なお、ゴルフ会員権にかかわる諸費用の処理がどのように行われていても、ゴルフ会員権に関係なくゴルフプレーに直接かかる費用は、業務遂行上必要であれば接待交際費等として経費になる。(前述の「接待目的のゴルフ代」と同じ)
経営者にとってのゴルフのメリット4つ
ゴルフは、それまで接点のなかった経営者との交流の場として活用できるチャンスのあるスポーツだ。ここでは、経営者にとってのゴルフのメリットを4つ紹介する。
メリット(1):ゴルフは経営者同士の情報交換の場になる
ゴルフは、経営者などのハイスペックな人に好まれやすいスポーツだと言われている。理由として、ゴルフは戦略が重要となるため、経営に似ているからという意見があるようだ。

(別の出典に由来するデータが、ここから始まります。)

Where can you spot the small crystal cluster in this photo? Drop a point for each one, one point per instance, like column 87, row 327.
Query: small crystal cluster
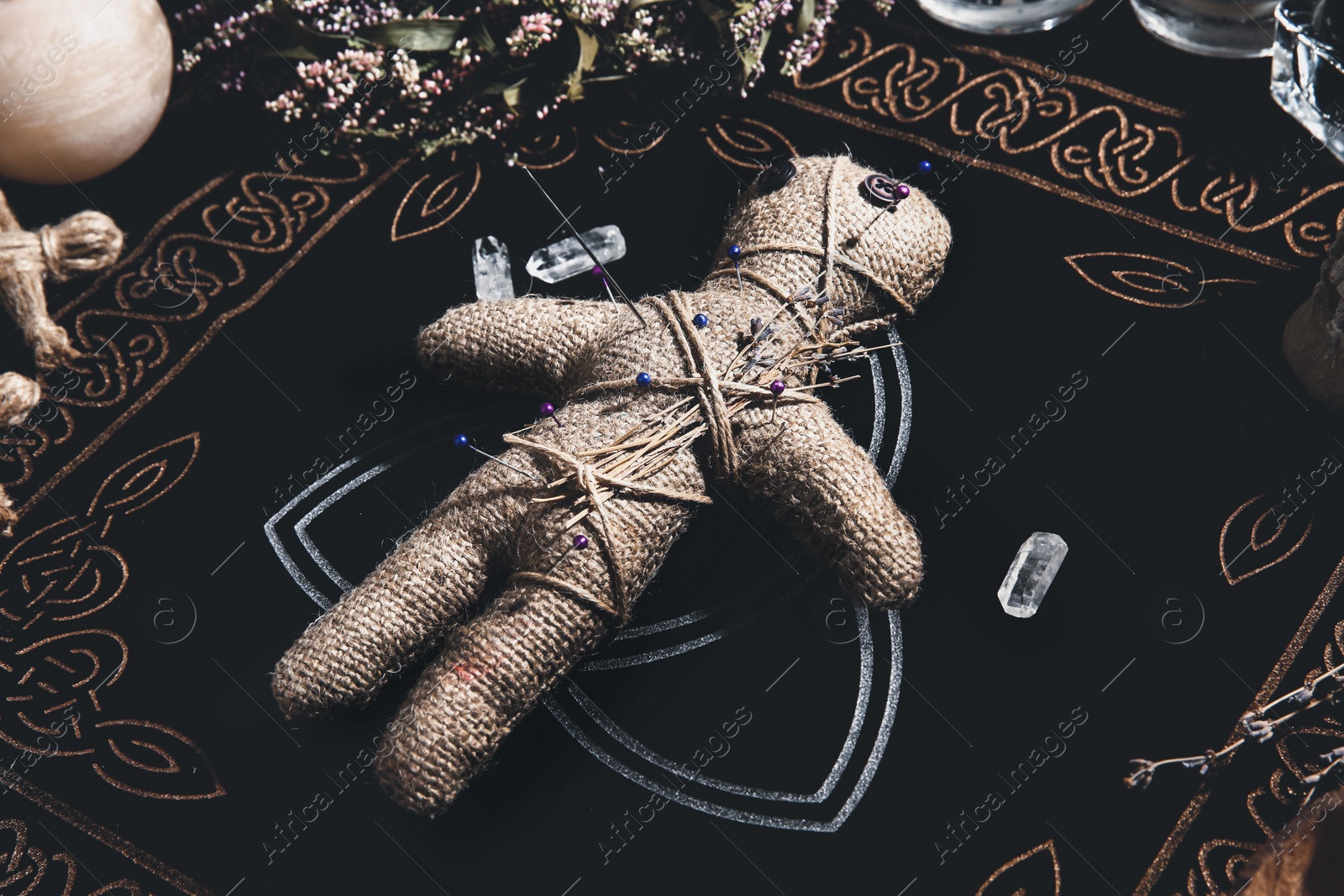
column 344, row 65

ゴルフを続けることで他の経営者と交流するきっかけを掴みやすく、業界の新しい情報や経営に関する助言などを得るチャンスにつなげられる。また、ゴルフ場は地方にも多く分布しているため、地方の経営者にとっても利用しやすい情報収集の手段になり得る。
メリット(2):接待方法として有効
ゴルフによる接待は、ビジネス上の良好な関係づくりにも有効といわれている。
ゴルフは自然の中で行われるため、たとえば繁華街の飲食店などでは得られない解放感を共有できる。また、半日以上も同じメンバーと行動をともにするため、お互いの人間性に触れる機会も多く、親しくなれることが多い。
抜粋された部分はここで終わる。